Contract-driven deterministic normalization engine for Python.

Project description

Paxman

Contract-driven deterministic normalization engine for Python.

CI License: MIT Python Code style: ruff Type checked: mypy --strict py.typed

Paxman transforms arbitrary input (PDFs, scans, emails, spreadsheets, APIs, free text) into evidence-backed, replayable normalized artifacts conforming to caller-supplied contracts (Pydantic, JSON Schema, OpenAPI, or a built-in Dict DSL).

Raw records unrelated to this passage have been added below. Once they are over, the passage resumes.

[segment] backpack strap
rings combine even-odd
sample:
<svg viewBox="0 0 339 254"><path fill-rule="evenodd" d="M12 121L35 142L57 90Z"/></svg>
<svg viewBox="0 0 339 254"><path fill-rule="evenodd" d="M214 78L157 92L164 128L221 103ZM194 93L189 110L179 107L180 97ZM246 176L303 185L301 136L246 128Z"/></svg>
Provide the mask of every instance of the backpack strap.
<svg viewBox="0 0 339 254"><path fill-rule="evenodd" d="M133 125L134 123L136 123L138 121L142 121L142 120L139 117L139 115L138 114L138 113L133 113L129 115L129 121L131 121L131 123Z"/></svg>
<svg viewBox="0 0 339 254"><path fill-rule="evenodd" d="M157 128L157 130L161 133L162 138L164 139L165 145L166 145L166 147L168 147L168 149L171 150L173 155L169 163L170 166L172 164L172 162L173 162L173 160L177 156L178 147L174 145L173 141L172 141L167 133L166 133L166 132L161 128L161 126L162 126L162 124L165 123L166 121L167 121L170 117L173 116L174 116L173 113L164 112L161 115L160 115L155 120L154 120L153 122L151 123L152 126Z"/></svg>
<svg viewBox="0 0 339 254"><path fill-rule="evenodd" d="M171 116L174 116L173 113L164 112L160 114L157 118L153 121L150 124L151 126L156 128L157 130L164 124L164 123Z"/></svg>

from decimal import Decimal
from pydantic import BaseModel

import paxman

# IMPORTANT: import the adapter(s) you need so they self-register.
# Pydantic is an optional extra; the core package ships the registry
# but not the adapters themselves.
import paxman.contract.adapters.pydantic  # noqa: F401  (triggers self-registration)
import paxman.contract.adapters.dict_dsl  # noqa: F401


# Caller-owned contract (Pydantic example)
class Invoice(BaseModel):
    supplier_name: str
    total_amount: float
    currency_code: str
    line_items: list[LineItem]


# Normalize raw input against the contract
result = paxman.normalize(
    input_data=raw_invoice_bytes,
    contract=Invoice,
    budget=paxman.Budget(max_total_cost_usd=Decimal("0.10")),  # Decimal per ADR-0004
    policy=paxman.Policy(allow_remote_inference=True),
)

# Inspect or consume
print(result.normalized_data)        # matches the Invoice shape
print(result.unresolved_fields)      # any fields Paxman could not resolve
print(result.replay_hash)            # deterministic signature for replay

# Replay later from the artifact alone
rehydrated = paxman.replay(result, contract=Invoice)
assert rehydrated == result  # byte-equal

Why Paxman?

  • Contract-driven. You bring the contract. Paxman doesn't own your schema.
  • Field-centric, deterministic planning. Each required field gets its own plan.
  • Evidence-backed. Every resolved value carries provenance and confidence.
  • Replayable. Rehydrate the artifact without recomputation.
  • Honest. Unresolved fields are explicit, never silent.

What Paxman is NOT

  • Not a workflow engine.
  • Not a general-purpose agent framework.
  • Not a RAG framework.
  • Not a persistence layer.
  • Not a schema registry.
  • Not a standard library.
  • Not a domain ontology.

If you need any of these, wrap Paxman from the outside (see §When to use Paxman vs When to wrap Paxman below).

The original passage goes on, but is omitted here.